Po przeczytaniu książki Galit Shmueli „Wyjaśnić lub przewidzieć” (2010) zastanawia mnie pozorna sprzeczność. Istnieją trzy przesłanki,
- AIC - wybór modelu na podstawie BIC (koniec str. 300 - początek str. 301): po prostu, AIC powinien być używany do wybierania modelu przeznaczonego do przewidywania, podczas gdy BIC powinien być używany do wybierania modelu do wyjaśnienia . Dodatkowo (nie w powyższej pracy) wiemy, że pod pewnymi warunkami BIC wybiera prawdziwy model spośród zestawu modeli kandydujących; prawdziwym modelem jest to, czego szukamy w modelowaniu objaśniającym (koniec str. 293).

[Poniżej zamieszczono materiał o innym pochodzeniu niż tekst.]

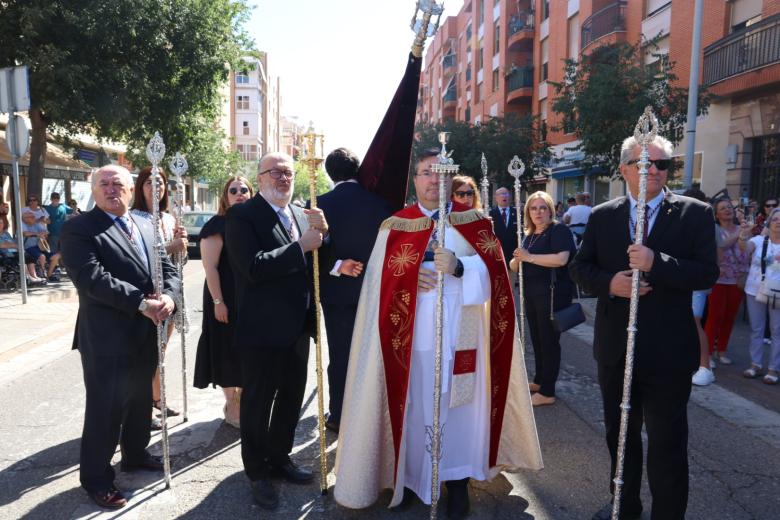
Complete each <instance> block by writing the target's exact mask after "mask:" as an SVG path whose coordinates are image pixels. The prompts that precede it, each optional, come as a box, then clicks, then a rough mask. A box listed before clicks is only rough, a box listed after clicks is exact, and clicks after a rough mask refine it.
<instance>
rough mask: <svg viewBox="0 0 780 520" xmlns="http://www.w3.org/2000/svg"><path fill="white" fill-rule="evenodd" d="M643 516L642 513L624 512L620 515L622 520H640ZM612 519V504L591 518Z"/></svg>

- Prosta arytmetyka: AIC wybierze większy model niż BIC dla próbek o rozmiarze 8 lub większym (spełniające powodu różnych kar za złożoność w AIC w porównaniu do BIC).

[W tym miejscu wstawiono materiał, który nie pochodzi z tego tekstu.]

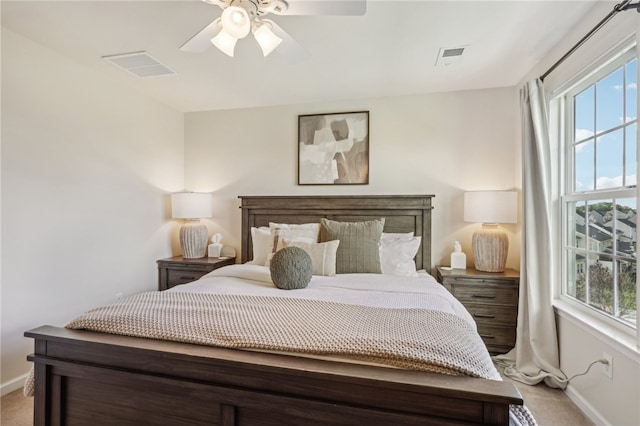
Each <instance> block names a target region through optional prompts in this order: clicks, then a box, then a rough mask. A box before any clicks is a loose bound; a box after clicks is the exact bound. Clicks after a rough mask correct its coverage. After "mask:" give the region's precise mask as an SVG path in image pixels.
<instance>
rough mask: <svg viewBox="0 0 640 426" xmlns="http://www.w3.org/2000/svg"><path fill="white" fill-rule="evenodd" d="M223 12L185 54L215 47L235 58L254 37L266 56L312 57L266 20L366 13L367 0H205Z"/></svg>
mask: <svg viewBox="0 0 640 426" xmlns="http://www.w3.org/2000/svg"><path fill="white" fill-rule="evenodd" d="M202 1H204V2H205V3H208V4H211V5H216V6H219V7H220V8H221V9H222V15H221V16H220V18H218V19H216V20H215V21H213V22H211V23H210V24H209V25H207V26H206V27H204V28H203V29H202V30H201V31H200V32H199V33H197V34H196V35H195V36H193V37H192V38H191V39H189V40H188V41H187V42H186V43H185V44H183V45H182V47H180V50H181V51H183V52H194V53H200V52H204V51H205V50H206V49H207V48H209V47H210V46H211V45H212V44H213V45H214V46H216V47H217V48H218V49H220V50H221V51H222V52H224V53H226V54H227V55H229V56H231V57H233V53H234V50H235V46H236V42H237V41H238V40H239V39H241V38H244V37H246V36H247V35H248V34H249V32H252V33H253V36H254V37H255V39H256V42H258V44H259V45H260V48H261V49H262V53H263V55H264V56H267V55H269V54H270V53H271V52H273V51H274V50H275V49H276V48H278V50H277V52H278V53H280V54H282V55H284V56H286V57H288V58H289V59H292V60H299V59H301V58H303V57H306V56H307V55H308V53H307V51H306V50H305V49H304V48H303V47H302V46H301V45H300V44H299V43H298V42H296V41H295V40H294V39H293V38H292V37H291V36H290V35H289V34H288V33H287V32H286V31H284V30H283V29H282V28H281V27H280V26H279V25H278V24H276V23H275V22H273V21H272V20H270V19H265V18H264V16H266V15H268V14H270V13H272V14H274V15H325V16H327V15H348V16H359V15H364V14H365V12H366V7H367V3H366V0H289V1H285V0H202Z"/></svg>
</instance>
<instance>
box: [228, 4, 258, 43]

- Model „prawdziwy” (tj. Model z prawidłowymi regresorami i prawidłową formą funkcjonalną, ale niedokładnie oszacowanymi współczynnikami) może nie być najlepszym modelem do prognozowania (s. 307): model regresji z brakującym predyktorem może być lepszym modelem prognostycznym - wprowadzenie błędu systematycznego z powodu brakującego predyktora może być przeważone przez zmniejszenie wariancji z powodu niedokładności oszacowania.
Punkty 1. i 2. sugerują, że większe modele mogą być lepsze do przewidywania niż modele bardziej oszczędne. Tymczasem punkt 3. podaje odwrotny przykład, w którym model bardziej oszczędny jest lepszy do przewidywania niż model większy. Uważam to za zagadkowe.
Pytania:
- Jak pozorna sprzeczność między punktami {1. oraz 2.} i 3. zostać wyjaśnione / rozwiązane?
- W świetle punktu 3., czy mógłbyś podać intuicyjne wyjaśnienie, dlaczego i jak większy model wybrany przez AIC jest rzeczywiście lepszy do przewidywania niż bardziej oszczędny model wybrany przez BIC?